The latest discussion point is to force the pharma companies to lower their prices for medications, and to create more incentives for doctors to prescribe generics.
Yeah, i know the German system isn't perfect, but it seems to me to be the best mix of cost and effectiveness that I can find.
The future is all around us, waiting, in moments of transition, to be born in moments of revelation. No one knows the shape of that future or where it will take us. We know only that it is always born in pain.   -G'Kar

Bayraktar!

crazy canuck

Quote from: viper37 on March 22, 2010, 12:06:21 PM
Cover everyone from base, allow people to buy private insurance and get whatever treatment they want.
See, not that hard to do?
It's what they do in Europe, and it works well.

The real question is what would be base coverage and what would be privately insured.
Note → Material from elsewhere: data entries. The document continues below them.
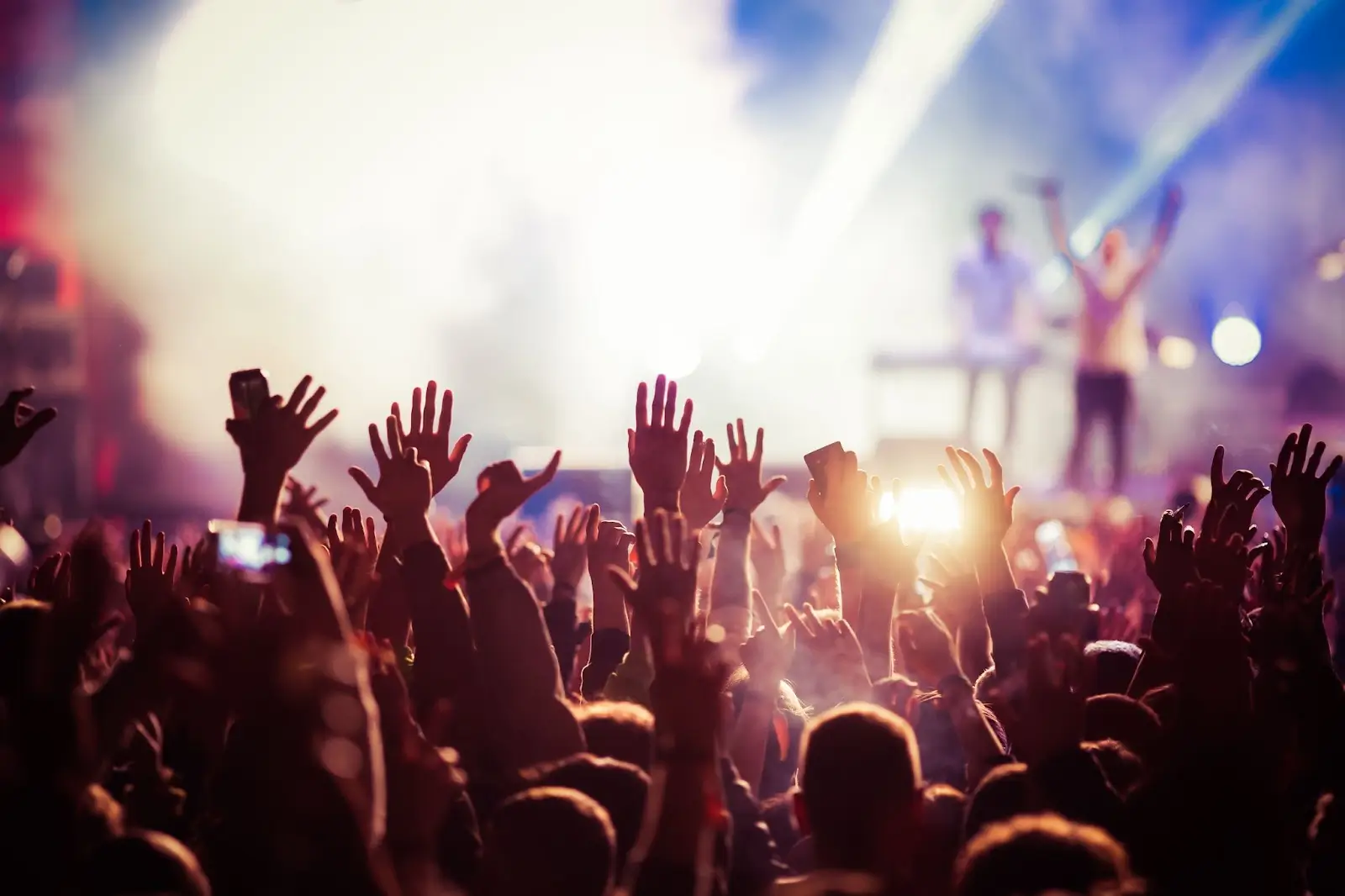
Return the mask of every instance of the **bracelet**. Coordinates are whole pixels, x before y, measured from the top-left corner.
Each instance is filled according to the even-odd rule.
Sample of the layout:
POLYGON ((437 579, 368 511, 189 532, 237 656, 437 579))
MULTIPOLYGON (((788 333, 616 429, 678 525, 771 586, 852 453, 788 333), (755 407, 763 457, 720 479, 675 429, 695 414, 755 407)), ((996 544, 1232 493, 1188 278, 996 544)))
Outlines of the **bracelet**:
POLYGON ((939 685, 935 687, 944 697, 954 690, 974 692, 975 687, 967 681, 967 677, 962 673, 954 673, 951 675, 944 675, 939 679, 939 685))
POLYGON ((863 556, 861 554, 861 546, 858 544, 845 544, 837 542, 837 568, 851 568, 863 564, 863 556))

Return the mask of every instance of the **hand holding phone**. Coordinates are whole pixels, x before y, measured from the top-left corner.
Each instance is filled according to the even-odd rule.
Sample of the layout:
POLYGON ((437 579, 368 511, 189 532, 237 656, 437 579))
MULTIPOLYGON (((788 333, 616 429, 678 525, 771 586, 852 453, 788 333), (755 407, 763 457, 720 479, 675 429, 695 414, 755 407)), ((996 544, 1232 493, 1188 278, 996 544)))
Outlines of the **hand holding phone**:
POLYGON ((234 420, 252 420, 262 404, 270 401, 266 371, 260 369, 235 370, 229 377, 229 397, 234 405, 234 420))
Access to privately paid medical care varies widely by province here in Canada.  Here in BC I can purchase, either through insurance or personally, a wide range of additional care in addition to my general medical care coverage.

As I understand it, that was not possible or was highly restricted in Quebec until somone went to the SCC and obtained a judgment that preventing timely access to medical care - even if it was private - was contrary to the Charter.  I am not sure how that case has changed access to private care in Quebec.

The Minsky Moment

Quote from: crazy canuck on March 22, 2010, 11:16:07 AM
I was thinking about the fundamental problem of cost in your system.  I havent read anything to indicate that any of these reforms which addresses the cost of your system.  I dont think it makes much sense for government to essentially underwrite a system where there is no real cost control.  Seems a recipe for huge government expenditure over time.

The more the cost goes up, the more powerful and well-resourced are those interests who have strong incentives to keep costs high and increasing, and thus the harder it is politically to achieve meaningful cost controls. 
The purpose of studying economics is not to acquire a set of ready-made answers to economic questions, but to learn how to avoid being deceived by economists.
--Joan Robinson

crazy canuck

Quote from: The Minsky Moment link=topic=4089.msg208023#msg208023The more the cost goes up, the more powerful and well-resourced are those interests who have strong incentives to keep costs high and increasing, and thus the harder it is politically to achieve meaningful cost controls.

That is certainly true but without real reform that addresses the issue you folks are doomed to continue have the most expensive system without having the best outcomes.